Yesterday I got a letter addressed to Mike Young from the Motor Vehicle Commision dated 7/23/06.
The heading says:
“Medical Fitness - Initial Packet Notice”
And the cover letter reads as follows:
Information we have received requires us to determine whether you are medically and/or physically able to drive a motor vehicle safely.
Therefore, we need you and your doctor to complete the form(s) enclosed and return them to us within 45 days, using the envelope provided. Please include a daytime phone number where we may reach you if necessary.
We look forward to hearing from you.
So, nowhere on the form is there a box to check that says “deceased,” so I am so tempted to fill the whole thing out and send it back to them with an asterisk leading to the following:
- “In the event that death precludes the safe operation of a motor vehicle, Mr. Young is probably not fit to drive.”
On a positive note, I received notification today that Mike was approved for the extension of disability pay.
On a not-so-positive note, my monthly mortgage/tax payment increased this very month by $125/month. Something taxes Escrow blah blah blah… great. That's helpful.
Talked to my mom and dad this morning. My mom said something funny that has kept me chuckling. On their long drive home from Jersey to New Hampshire last weekend, mom turned to my dad and said, “Won't Michael be surprised to learn that a) there's a heaven and b) he's in it.”
Speaking of the deceased… Baxter saw him again. In the backyard. Baxter was drawing with sidewalk chalk on the back patio. I was watering flowers near the back fence. I turned to see happy Baxter looking at nothing, waving (hand open closed, open closed) and smiling. “Bye bye Daddy!” As Bax had been playing with sidewalk chalk he was so happily chatting away. I could imagine Mike squatting there with him playing quietly having a little conversation.

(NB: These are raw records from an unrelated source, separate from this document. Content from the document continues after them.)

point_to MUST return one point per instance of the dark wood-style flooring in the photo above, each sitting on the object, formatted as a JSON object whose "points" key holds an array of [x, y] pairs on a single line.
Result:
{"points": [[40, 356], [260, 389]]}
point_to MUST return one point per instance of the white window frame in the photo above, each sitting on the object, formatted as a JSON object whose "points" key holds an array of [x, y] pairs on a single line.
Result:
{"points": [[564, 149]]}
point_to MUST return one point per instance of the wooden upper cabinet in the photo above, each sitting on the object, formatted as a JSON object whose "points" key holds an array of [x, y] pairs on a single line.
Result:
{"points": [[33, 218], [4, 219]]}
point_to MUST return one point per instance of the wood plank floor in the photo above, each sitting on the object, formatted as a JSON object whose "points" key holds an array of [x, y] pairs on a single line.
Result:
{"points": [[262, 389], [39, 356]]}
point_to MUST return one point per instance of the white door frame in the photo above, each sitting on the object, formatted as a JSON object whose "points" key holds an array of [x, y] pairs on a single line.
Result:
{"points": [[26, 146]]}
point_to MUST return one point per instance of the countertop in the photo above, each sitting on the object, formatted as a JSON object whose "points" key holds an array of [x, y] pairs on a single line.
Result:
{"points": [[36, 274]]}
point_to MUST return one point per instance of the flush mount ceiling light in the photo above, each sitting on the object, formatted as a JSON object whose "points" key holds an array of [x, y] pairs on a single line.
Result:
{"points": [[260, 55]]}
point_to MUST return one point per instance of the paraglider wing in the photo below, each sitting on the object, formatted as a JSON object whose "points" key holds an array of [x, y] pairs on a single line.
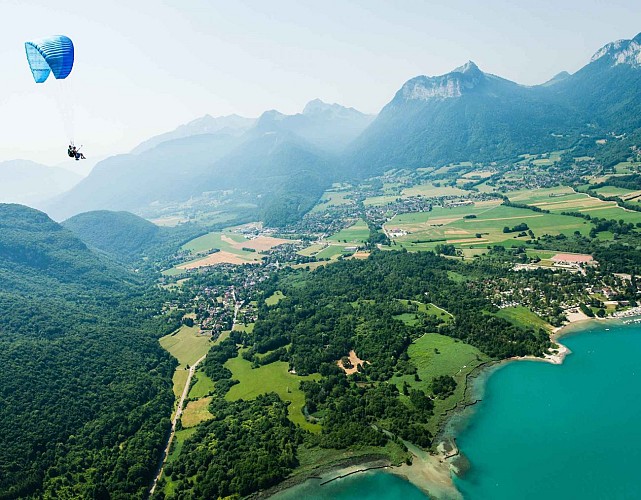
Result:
{"points": [[50, 55]]}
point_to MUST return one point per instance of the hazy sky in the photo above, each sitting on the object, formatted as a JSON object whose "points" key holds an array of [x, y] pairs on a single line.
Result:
{"points": [[146, 66]]}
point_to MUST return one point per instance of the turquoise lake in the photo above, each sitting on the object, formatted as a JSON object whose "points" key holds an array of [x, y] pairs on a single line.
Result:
{"points": [[363, 486], [568, 431], [542, 431]]}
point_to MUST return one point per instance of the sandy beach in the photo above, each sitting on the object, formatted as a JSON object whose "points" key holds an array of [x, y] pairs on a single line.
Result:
{"points": [[431, 472]]}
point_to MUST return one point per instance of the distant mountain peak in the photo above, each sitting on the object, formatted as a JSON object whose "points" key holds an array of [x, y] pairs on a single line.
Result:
{"points": [[559, 77], [448, 86], [207, 124], [626, 52], [468, 67], [317, 107]]}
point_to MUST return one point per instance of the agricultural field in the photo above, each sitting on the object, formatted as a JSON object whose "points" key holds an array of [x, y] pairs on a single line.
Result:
{"points": [[435, 355], [523, 317], [411, 319], [202, 387], [429, 190], [377, 201], [274, 377], [196, 412], [622, 193], [333, 198], [356, 233], [312, 249], [274, 298], [179, 439], [186, 345], [232, 248], [477, 226], [332, 251], [563, 199]]}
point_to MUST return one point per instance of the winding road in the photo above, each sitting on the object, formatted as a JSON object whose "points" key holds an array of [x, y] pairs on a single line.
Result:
{"points": [[179, 411], [181, 403]]}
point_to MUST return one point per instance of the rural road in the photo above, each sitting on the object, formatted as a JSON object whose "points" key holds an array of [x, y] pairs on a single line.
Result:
{"points": [[179, 411], [181, 402]]}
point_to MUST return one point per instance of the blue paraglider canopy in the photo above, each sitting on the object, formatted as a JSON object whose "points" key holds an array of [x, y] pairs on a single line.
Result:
{"points": [[50, 55]]}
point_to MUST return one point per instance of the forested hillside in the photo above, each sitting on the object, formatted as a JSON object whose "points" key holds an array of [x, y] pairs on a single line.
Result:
{"points": [[351, 305], [129, 238], [85, 389]]}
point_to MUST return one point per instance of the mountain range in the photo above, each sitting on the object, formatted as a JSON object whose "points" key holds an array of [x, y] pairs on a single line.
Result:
{"points": [[286, 161]]}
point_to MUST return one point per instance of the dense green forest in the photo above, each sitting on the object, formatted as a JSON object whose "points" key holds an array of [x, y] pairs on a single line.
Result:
{"points": [[350, 305], [85, 389], [131, 239]]}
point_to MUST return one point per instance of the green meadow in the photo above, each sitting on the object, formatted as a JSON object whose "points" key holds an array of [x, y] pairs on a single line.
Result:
{"points": [[522, 316], [483, 226], [186, 345], [274, 377], [435, 355], [274, 298], [207, 242], [356, 233]]}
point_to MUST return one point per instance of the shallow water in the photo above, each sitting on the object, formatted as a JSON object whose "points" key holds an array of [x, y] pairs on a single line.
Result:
{"points": [[366, 485], [568, 431]]}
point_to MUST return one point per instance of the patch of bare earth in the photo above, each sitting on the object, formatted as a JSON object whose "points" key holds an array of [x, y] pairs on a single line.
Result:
{"points": [[221, 257], [261, 243], [354, 361]]}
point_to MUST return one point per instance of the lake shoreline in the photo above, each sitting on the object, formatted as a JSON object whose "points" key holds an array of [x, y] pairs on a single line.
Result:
{"points": [[433, 472]]}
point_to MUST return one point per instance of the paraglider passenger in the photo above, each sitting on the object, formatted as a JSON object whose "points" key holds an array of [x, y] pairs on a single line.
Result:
{"points": [[74, 153]]}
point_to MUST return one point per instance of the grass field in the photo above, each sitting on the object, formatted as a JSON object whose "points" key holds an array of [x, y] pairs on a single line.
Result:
{"points": [[377, 201], [179, 380], [270, 378], [435, 355], [209, 241], [449, 225], [203, 386], [522, 316], [186, 345], [563, 199], [357, 233], [311, 249], [179, 439], [429, 190], [411, 319], [196, 412], [331, 251], [274, 298], [333, 199]]}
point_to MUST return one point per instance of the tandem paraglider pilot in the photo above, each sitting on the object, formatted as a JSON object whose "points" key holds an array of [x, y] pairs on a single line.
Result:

I talked to Susan about it last night. “Why isn't he visiting me?” I asked, slightly annoyed. Then I sort of answered my own question. Mike is so rational and logical, I think he knows that a visit from a dead smoosher is not exactly something I could handle right now. Or… maybe my own “rational” mind makes me unable to see him. I feel him all the time. Not like a ghost, but just a presence. More inside me that in the actual house- but here.
While driving back from World Café Live with Dondon on Thursday I found some words to describe what I'm feeling. I feel like everything is different. Everything looks different, smells different, and sounds different. The skyline is the big one. It looks so different to me. Everything is coated with a sort of melancholy.

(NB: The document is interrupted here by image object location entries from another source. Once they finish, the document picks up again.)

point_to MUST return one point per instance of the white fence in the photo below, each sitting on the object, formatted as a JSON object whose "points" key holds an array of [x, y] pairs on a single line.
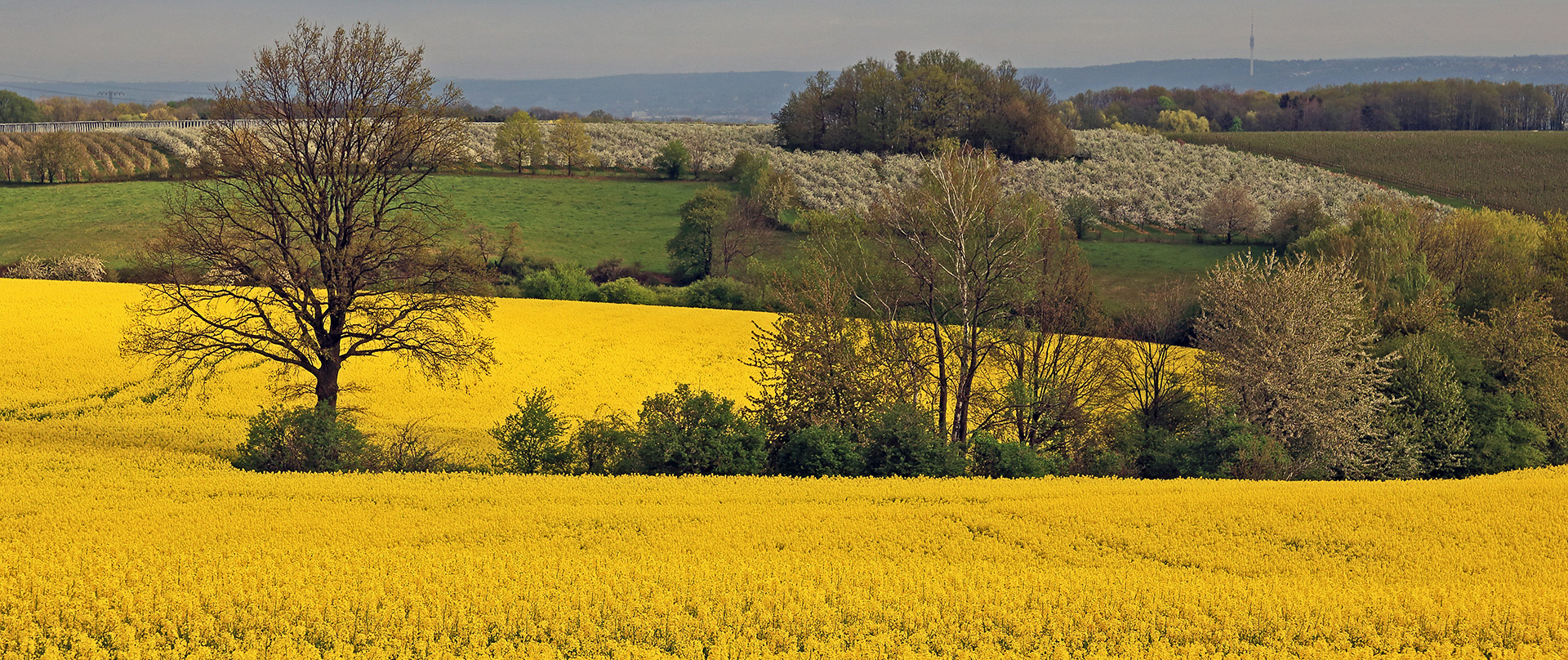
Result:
{"points": [[88, 126]]}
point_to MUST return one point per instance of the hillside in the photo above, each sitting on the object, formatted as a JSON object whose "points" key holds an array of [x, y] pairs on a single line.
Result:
{"points": [[1508, 170], [63, 375]]}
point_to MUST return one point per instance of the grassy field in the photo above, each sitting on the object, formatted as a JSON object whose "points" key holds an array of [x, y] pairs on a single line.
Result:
{"points": [[582, 220], [1508, 170], [1125, 271], [126, 535]]}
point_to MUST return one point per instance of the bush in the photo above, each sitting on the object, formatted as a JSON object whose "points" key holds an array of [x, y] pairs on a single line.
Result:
{"points": [[606, 446], [719, 293], [819, 452], [627, 291], [562, 281], [305, 439], [687, 431], [530, 439], [901, 443], [410, 450], [1005, 460]]}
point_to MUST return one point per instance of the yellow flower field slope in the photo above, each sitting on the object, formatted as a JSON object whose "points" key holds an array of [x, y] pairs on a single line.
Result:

I talked to Tomtom and Mary about it, too (and yes, I do infantalize many of my best male friends by affectionately repeating their names twice). Tom said that he was feeling a similar thing. He described it in terms of one of the key elements defining what our world being missing. That's it. Mike was like an anchor or a spoke or a… choose whatever metaphor you want…
Now I feel like I'm trying to navigate with no compass and the North Star is gone.
I can't believe he's gone. Gone gone.
I think I need lots of time with friends over the coming weeks. I might not reach out because I'm a little stymied and in my head, but if you call and say that you're coming over some night with dinner and trashy magazines (a la Susan) I guarantee I'll say yes to the little lifeboat you've just tossed my way.